However, previous vaccines tested in mice and humans have failed to address the
major hallmarks of AD, such as senile plaque-like Aβ deposits,
plaque-associated dystrophic neurites and glial proinflammatory cytokines, due
to massive T-cell activation that resulted in a meningoencephalitis-like
reaction. We have recently developed a vaccine (EB101), based on passive
immunotherapy, that delivered Aβ1-42 in a novel immunogen-adjuvant consisting
of sphingosine-1-phosphate (S1P)-containing niosomes, to APP/PS1 transgenic
mice before and after detectable AD-like pathological effects. Quantitative
analysis of amyloid burden, performed in the affected brain regions, showed a
notable decrease in the mean area of Aβ plaques when EB101 was compared with
other treatments, demonstrating that S1P plays a key role as a
regenerative-neuroprotective agent during the development and consolidation
periods of AD neuropathology. In the present study, we screened the efficacy of
each component of our immunogenic vaccine EB101 in the APP/PS1 transgenic mouse
model, in order to characterize the positive effect of S1P in the
immunotherapeutic response. Complementary results demonstrated that EB101
vaccine significantly prevents and reverses the AD neuropathology hallmarks by clearing
Aβ plaques, reducing dystrophic plaque neurites and minimizing
neuroinflammation, while markedly reducing neuronal degeneration and thus
prolonging lifespan in the APP/PS1 transgenic mouse model, paving the way for
future relevant clinical trials.
Keywords: Alzheimer’s disease, Amyloid beta peptide,
APP/PS1 transgenic mice, Immunotherapy, Vaccine
Abbreviations: AD: Alzheimer’s Disease; Aβ: β-Amyloid Protein; APP: Amyloid Precursor Protein; CA1: Field CA1 Hippocampus; CA3: Field CA3 Hippocampus; Cx: Cortex; DG: Dentate Gyrus; Ent: Entorhinal
Cortex; GrDG: Granular Dentate
Gyrus; IL: Interleukin; MODG: Molecular Dentate Gyrus; PoDG: Polymorph Dentate Gyrus; Tg: Transgenic; Th: T Helper.
INTRODUCTION
In
Western countries, Alzheimer’s disease (AD) is the most frequent form of
dementia, affecting up to one-third of elderly individuals [1]. Its
pathological hallmarks in the brain are characterized by the accumulation of
amyloid-β (Aβ) peptide amyloid plaques, neurofibrillary tangles with
hyperphosphorylated tau proteins, neuronal-synaptic loss affecting particularly
the neocortex, hippocampus and entorhinal regions [2]. Taking advantage of the
potential aspects of the APP/PS1 double-transgenic mouse line, numerous
investigations have used this particular model to study emergent therapies to
prevent and reduce the neurodegenerative features of AD.

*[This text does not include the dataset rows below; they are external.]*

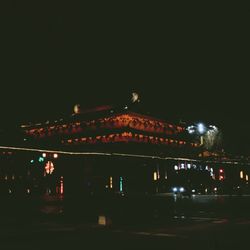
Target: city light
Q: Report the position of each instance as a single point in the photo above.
(241, 174)
(111, 182)
(155, 176)
(121, 184)
(55, 155)
(201, 128)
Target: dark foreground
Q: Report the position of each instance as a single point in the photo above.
(162, 222)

The purpose of the present study is to investigate the efficacy of each component of our immunogenic vaccine
EB101 in the APP/PS1 transgenic mouse model, in order to characterize the
positive effect of S1P in the immunotherapeutic response of AD-like pathology.

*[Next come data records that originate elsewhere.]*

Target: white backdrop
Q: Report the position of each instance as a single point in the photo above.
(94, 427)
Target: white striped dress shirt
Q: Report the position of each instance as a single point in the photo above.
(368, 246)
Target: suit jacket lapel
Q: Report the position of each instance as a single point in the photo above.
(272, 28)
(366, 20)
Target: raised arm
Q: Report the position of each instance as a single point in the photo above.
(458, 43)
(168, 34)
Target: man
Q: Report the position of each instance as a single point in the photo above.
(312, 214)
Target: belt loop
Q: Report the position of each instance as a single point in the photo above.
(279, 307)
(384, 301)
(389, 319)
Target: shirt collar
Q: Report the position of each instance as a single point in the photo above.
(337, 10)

This goal is intended to be achieved by neurohistochemical methods that will
analyze the functionality of a new physiological adjuvant design, composed of
naturally-occurring phospholipids that prove safe and efficacious in other
types of vaccines (e.g. influenza), with an added biologically active
phospholipid (S1P), known to stimulate an anti-inflammatory reaction and to act
as a neuronal regenerating agent in vitro and in vivo studies [3]. Based on our
previous studies, the preventive and therapeutic effect of the EB101 vaccine in
APP/PS1 mice, designed to address the pitfalls of previous vaccines, conserve
the immunogenicity targeted for the reduction of Aβ burden deposits, but avoid
the massive activation of T-cell-mediated immune response that potentially
causes adverse inflammatory effects. Moreover, this cost-effective vaccine was
formulated to reduce Aβ burden by generating a robust anti-Aβ antibody
production, in order to prevent or slow down the main AD-like pathological
alterations and stimulating an anti-inflammatory T-helper (Th) 2 immune
response.
MATERIALS
AND METHODS
Experimental design
Two experimental treatment studies were carried out; one before AD
onset, starting at 7 weeks of age (preventive treatment), and the other after
AD onset at 35 weeks of age, when neuropathological AD characteristics were
well established (therapeutic treatment). APPswe/PS1dE9 double-transgenic mice
(B6C3F1/J), expressing a chimeric mouse/human amyloid precursor protein
(Mo/HuAPP695swe) and human presenilin 1 (PS1-dE9) mutants, were randomly
divided into these two experimental studies, and in each study they were
divided into four treatment groups (Figure
1), as follows: Preventive treatment: Group A was formed by 16 mice (12
transgenic and 4 wild-type mice; 12+4) that were immunized with a cocktail of
synthetic human Aβ42/S1P-containing niosomes (EB101); group B, formed by 16
mice (12+4), immunized with Aβ42/liposome without S1P; group C, formed by 16
mice (12+4) immunized with S1P-containing niosomes; and group D, formed by 10
mice (6 transgenic and 4 wild-type mice, control) inoculated with PBS.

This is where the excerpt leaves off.